Reading readiness skills are so important that many programs for preschoolers focus on developing those skills. In preschool and kindergarten, for instance, children learn the alphabet and the sounds the letters represent. This is not an easy task, which is why in some kindergarten classes and in many preschools, children focus on one letter each week. Unless children can understand the letter and sound connection, they will have trouble learning to read.
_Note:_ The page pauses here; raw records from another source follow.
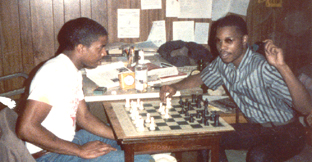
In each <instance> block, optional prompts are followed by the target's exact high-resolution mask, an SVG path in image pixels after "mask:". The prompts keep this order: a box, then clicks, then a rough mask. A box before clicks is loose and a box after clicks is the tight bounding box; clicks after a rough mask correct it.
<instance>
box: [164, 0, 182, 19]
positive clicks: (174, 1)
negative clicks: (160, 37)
mask: <svg viewBox="0 0 312 162" xmlns="http://www.w3.org/2000/svg"><path fill="white" fill-rule="evenodd" d="M179 15H180V3H179V1H178V0H166V17H178V16H179Z"/></svg>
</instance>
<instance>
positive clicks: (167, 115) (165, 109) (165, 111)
mask: <svg viewBox="0 0 312 162" xmlns="http://www.w3.org/2000/svg"><path fill="white" fill-rule="evenodd" d="M168 118H169V109H168V108H166V109H165V119H168Z"/></svg>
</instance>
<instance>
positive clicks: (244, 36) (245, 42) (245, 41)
mask: <svg viewBox="0 0 312 162" xmlns="http://www.w3.org/2000/svg"><path fill="white" fill-rule="evenodd" d="M247 43H248V35H244V36H243V45H244V46H245V45H247Z"/></svg>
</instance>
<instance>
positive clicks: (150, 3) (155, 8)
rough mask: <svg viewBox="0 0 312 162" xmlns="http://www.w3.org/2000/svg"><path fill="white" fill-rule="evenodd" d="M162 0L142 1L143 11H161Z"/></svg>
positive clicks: (142, 8)
mask: <svg viewBox="0 0 312 162" xmlns="http://www.w3.org/2000/svg"><path fill="white" fill-rule="evenodd" d="M161 8H162V7H161V0H141V9H142V10H147V9H161Z"/></svg>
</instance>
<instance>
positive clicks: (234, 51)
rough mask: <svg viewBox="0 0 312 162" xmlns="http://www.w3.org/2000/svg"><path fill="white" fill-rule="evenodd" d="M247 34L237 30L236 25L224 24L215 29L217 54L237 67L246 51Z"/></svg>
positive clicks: (224, 59)
mask: <svg viewBox="0 0 312 162" xmlns="http://www.w3.org/2000/svg"><path fill="white" fill-rule="evenodd" d="M247 38H248V36H247V35H244V36H243V35H242V34H240V33H239V32H237V30H236V27H234V26H226V27H221V28H218V29H217V34H216V46H217V49H218V52H219V56H220V57H221V59H222V61H223V62H225V63H231V62H232V63H233V64H234V65H235V67H238V65H239V63H240V62H241V61H242V59H243V57H244V54H245V52H246V47H247V45H246V43H247Z"/></svg>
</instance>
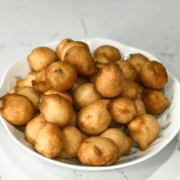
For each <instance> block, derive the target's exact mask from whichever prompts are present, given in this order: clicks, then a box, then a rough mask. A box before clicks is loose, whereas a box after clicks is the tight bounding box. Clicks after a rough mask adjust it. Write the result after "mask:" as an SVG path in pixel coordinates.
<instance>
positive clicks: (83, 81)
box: [69, 77, 88, 95]
mask: <svg viewBox="0 0 180 180" xmlns="http://www.w3.org/2000/svg"><path fill="white" fill-rule="evenodd" d="M85 83H88V80H87V79H85V78H81V77H78V78H77V80H76V82H75V83H74V85H73V87H72V88H71V89H70V90H69V93H70V94H71V95H73V93H74V91H75V89H76V88H77V87H78V86H80V85H82V84H85Z"/></svg>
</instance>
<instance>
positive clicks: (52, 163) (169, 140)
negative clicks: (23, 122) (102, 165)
mask: <svg viewBox="0 0 180 180" xmlns="http://www.w3.org/2000/svg"><path fill="white" fill-rule="evenodd" d="M80 41H83V42H88V41H89V42H93V41H104V42H108V43H109V44H114V43H115V44H119V45H121V46H124V47H126V48H129V49H133V50H135V51H138V52H140V53H142V54H144V53H145V54H149V55H150V56H152V57H154V58H155V59H154V60H157V61H159V60H158V59H157V58H156V57H155V56H154V55H152V54H151V53H149V52H147V51H144V50H142V49H139V48H134V47H131V46H127V45H124V44H122V43H120V42H118V41H114V40H111V39H105V38H86V39H81V40H80ZM59 42H60V41H55V42H51V43H47V44H45V45H43V46H52V45H53V46H54V45H57V44H58V43H59ZM24 58H27V56H25V57H23V58H21V59H19V60H16V61H15V62H13V63H11V64H10V66H9V67H8V68H7V70H6V71H5V73H4V75H3V77H2V79H1V84H0V89H1V88H2V86H3V84H4V83H5V82H4V81H5V78H6V75H7V74H8V72H9V71H10V69H11V68H12V67H13V66H14V65H15V64H16V63H18V62H19V61H20V60H22V59H24ZM168 75H170V76H171V77H172V79H173V80H174V84H175V85H176V86H177V88H178V89H179V91H180V83H179V81H178V80H177V78H176V77H175V76H173V75H172V74H170V73H169V72H168ZM174 92H175V93H176V94H177V92H178V91H174ZM179 106H180V105H179ZM176 109H177V108H176ZM176 111H177V110H176ZM179 118H180V115H179ZM0 119H1V122H2V124H3V126H4V127H5V129H6V131H7V132H8V134H9V135H10V137H11V138H12V139H13V140H14V141H15V142H16V143H17V144H19V145H20V146H21V147H22V148H23V149H25V150H26V151H27V152H29V153H30V154H31V155H35V156H36V157H38V158H40V159H42V160H45V161H46V162H50V163H52V164H56V165H60V166H63V167H67V168H71V169H79V170H89V171H94V170H95V171H96V170H98V171H99V170H101V171H102V170H112V169H120V168H124V167H128V166H132V165H135V164H138V163H140V162H143V161H145V160H147V159H149V158H151V157H153V156H154V155H155V154H157V153H158V152H160V151H161V150H162V149H163V148H164V147H165V146H166V145H167V144H169V143H170V141H171V140H172V139H173V138H174V137H175V136H176V134H177V133H178V131H179V130H180V123H179V126H176V129H175V130H174V131H173V132H172V133H171V135H170V136H168V138H167V139H166V141H165V142H164V143H163V144H161V146H159V147H158V148H157V149H155V150H154V151H153V152H152V153H150V154H148V155H145V156H143V157H140V158H139V159H135V160H133V161H129V162H126V163H122V164H118V165H111V166H86V165H85V166H83V165H81V166H80V165H73V164H67V163H63V162H60V161H56V160H54V159H48V158H46V157H44V156H42V155H40V154H38V153H36V152H33V151H32V150H31V149H28V148H27V147H26V146H24V145H23V144H22V143H21V142H20V141H19V140H18V139H17V138H16V137H15V136H14V135H13V134H12V133H11V132H10V131H9V129H8V126H7V125H6V122H5V120H4V118H3V117H2V116H1V115H0Z"/></svg>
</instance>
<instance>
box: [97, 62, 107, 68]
mask: <svg viewBox="0 0 180 180" xmlns="http://www.w3.org/2000/svg"><path fill="white" fill-rule="evenodd" d="M107 65H108V64H107V63H96V67H98V68H99V69H102V68H104V67H106V66H107Z"/></svg>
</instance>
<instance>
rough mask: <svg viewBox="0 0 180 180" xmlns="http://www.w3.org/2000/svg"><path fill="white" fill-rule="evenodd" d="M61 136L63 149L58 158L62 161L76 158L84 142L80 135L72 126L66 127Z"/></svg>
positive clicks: (63, 130)
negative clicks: (82, 143) (70, 158)
mask: <svg viewBox="0 0 180 180" xmlns="http://www.w3.org/2000/svg"><path fill="white" fill-rule="evenodd" d="M62 134H63V139H64V141H63V147H62V151H61V153H60V154H59V155H58V157H60V158H63V159H65V158H74V157H77V152H78V149H79V147H80V145H81V144H82V142H83V141H84V137H83V135H82V133H81V132H80V131H79V130H78V129H77V128H76V127H74V126H66V127H64V128H63V129H62Z"/></svg>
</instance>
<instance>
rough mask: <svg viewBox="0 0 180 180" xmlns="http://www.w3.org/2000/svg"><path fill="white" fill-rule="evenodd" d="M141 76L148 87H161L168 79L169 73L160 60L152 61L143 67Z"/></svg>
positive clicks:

Mental Processes Needed for Reading
Reading is more than recognizing letters and the sounds they represent. Children must also be able to comprehend what they read. In order for children to comprehend what they read, they have to perform a number of mental processes. First, they have to recognize the letters on the page. They have to remember the sounds those letters represent and they have to be able to understand how the sounds blend together to form words. The process of reading works something like this: the brain sees scribbles on a page and needs to recognize them as letters. Then it has to remember which sounds are represented by the letters and then be able to blend those sounds to form words. That process alone takes quite a bit of mental energy. We often hear beginning readers carefully sounding out words like dog: duh - aw - guh. As children practice their reading, the number of words they are able to recognize by sight increases, but they will continue to struggle with new and unfamiliar words. This recognition process takes so much mental energy that there isn’t much left over for understanding what the words mean. It is enough to recognize the words.
The Role of Short-Term Memory on Reading Comprehension
Short-term memory plays a major role in reading comprehension. In order to comprehend what they read, children have to do quite a bit at the same time. They have to be able to recognize letters and words, and they also have to recognize how the words in a sentence are put together. For example, “the dog bit the man” means something quite different from “the man bit the dog.” Children need to remember the words they have read and their relationship with one another, while at the same time decoding new words. It is the short-term memory that allows readers to perform all the tasks required for reading. When children are learning to read, their working memory capacity is not sufficient to allow them to remember everything they need to remember. In other words, a child decodes words at the beginning of a sentence and then must continue to work on decoding words. By the time children have moved from the beginning of the sentence to the end, they may have forgotten what the words at the beginning of the sentence were. Many adults will experience this decoding and comprehension problem upon reading highly technical information written in long sentences full of specialized vocabulary. Being familiar with the vocabulary and having the information presented in shorter sentences helps us understand more easily, and the same is true for beginning readers. Children with a large vocabulary have an advantage. However, remembering individual sentences is just the beginning of comprehension or fluency. Children must be able to remember the information in the first sentence of a paragraph by the time they reach the end of the paragraph. They should also be able to retain the information from the first paragraph when they get to the last paragraph. Children often have trouble with comprehension because what they have to remember goes beyond the capacity of their short-term memory. In other words, they can’t store the information long enough to remember what they have read.
Memory Development
Working memory is the process of temporarily storing and manipulating information. Research has found that short-term memory is critical for reading comprehension. Short-term memory capacity increases with age and is dependent on the development of the front part of the brain (frontal lobes). As a child’s brain develops, there’s a trade-off between their ability to decode words and also remember what they mean. The developing brain can effectively do one or the other, but not necessarily both at the same time. As the brain continues to develop, short-term memory improves and memory capacity increases. In most children, working memory starts to improve starting around age 6.